Предупрежденный Агатой, я зашел в комнату в ожидании чего-то ужасного, и не зря. Стекло окна закрашено красной краской, свет пробивается лишь в маленькие щелки меж широких мазков. Вокруг темно и депрессивно. Эта комнатка примерно раза в два меньше моей. В ней имеется кровать с распятием на стене, стол, кресло и дверь, вероятно, идущая в санузел. В центре комнаты, как раз напротив закрашенного окна, стоит мольберт с чистым белым полотном, тюбики с краской валяются на деревянном полу. Теперь понятно, что шедевр на окне сделала сама хозяйка, и если верить Агате, то ее зовут Зара.
– Зачем пришла? – услышал я детский сиплый, словно простуженный, голос за спиной.
– Прости меня, но это важно… – произнесла Агата.
Я обернулся, и от увиденного мое лицо передернуло неприязнью. Передо мной стояла девочка лет десяти или двенадцати. Нелепое бесформенное платье обтянуло горб за ее спиной, кисти руки неестественно вывернуты и слегка подергиваются спазмом. Лицо перекошено, угол губы притянут к прикрытому глазу, создавая на лице однобокую улыбку с обнаженными зубами. На распущенных кудрявых локонах сияет бант, и красивая прическа никак не совмещается с уродливым лицом и телом.
– Ну что, рассмотрел? – облизнув губу, спросила девочка.
– Ты Зара? – растерялся я.
Не ответив ни слова, девочка забилась в нервном тике. Голова ее заболталась на шее, тело страшно выгнулось, и послышалось сиплое шипение. Я невольно отступил и посмотрел на Агату.
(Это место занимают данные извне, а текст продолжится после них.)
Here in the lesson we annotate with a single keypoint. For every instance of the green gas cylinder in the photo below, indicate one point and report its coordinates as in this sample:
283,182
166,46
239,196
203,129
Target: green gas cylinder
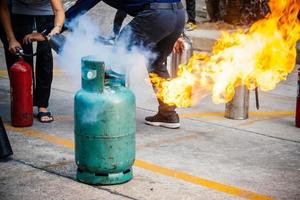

Агата, не обращая внимания на мой дикий испуг, поспешила к девочке на помощь.
– Зарочка, – произнесла она и обняла ладонями лицо Зары, пытаясь посмотреть ей в глаза.
– Мне больно, больно, – заскулила девочка, – видеть чужака… больно…
– Я пойду, – выпалил я, не желая терпеть такое зрелище.
– Останься, пожалуйста! – произнесла Агата, трепетно прижимая Зару к себе. – Ей нужна помощь.
Я представлял, что в далеком будущем стану отцом, и сердце нежно клокотало от этого. Но также я знаю, что до этого момента еще далеко. Иногда я прогуливал в парке племяшку. Она без умолку говорила и постоянно просила сладости, а потом, держа в руках леденец, счастливая бегала вокруг меня. Не было у меня особого отношение к детям. Я всегда воспринимал их как милых маленьких котят, только слегка шумных и больших любителей конфет и игр на моем компьютере. Но, увидев Зару, я почувствовал, что во мне что-то сломилось, и стало нестерпимо больно от того, что ребенок мучается в уродливом теле. Я ни разу не видел таких детей.
Я не послушался Агату и вылетел из комнаты, спрятав лицо в ладони. Беспомощность и панка охватили меня. Опираясь спиной на стену, я рухнул на пол рядом с дверью. Пытаюсь в голове подавить образ невероятно уродливой девочки. Агата долго оставалась в комнате, вероятно, успокаивая девочку или снимая боль. Неважно, что она там делала, важно зачем познакомила меня с Зарой.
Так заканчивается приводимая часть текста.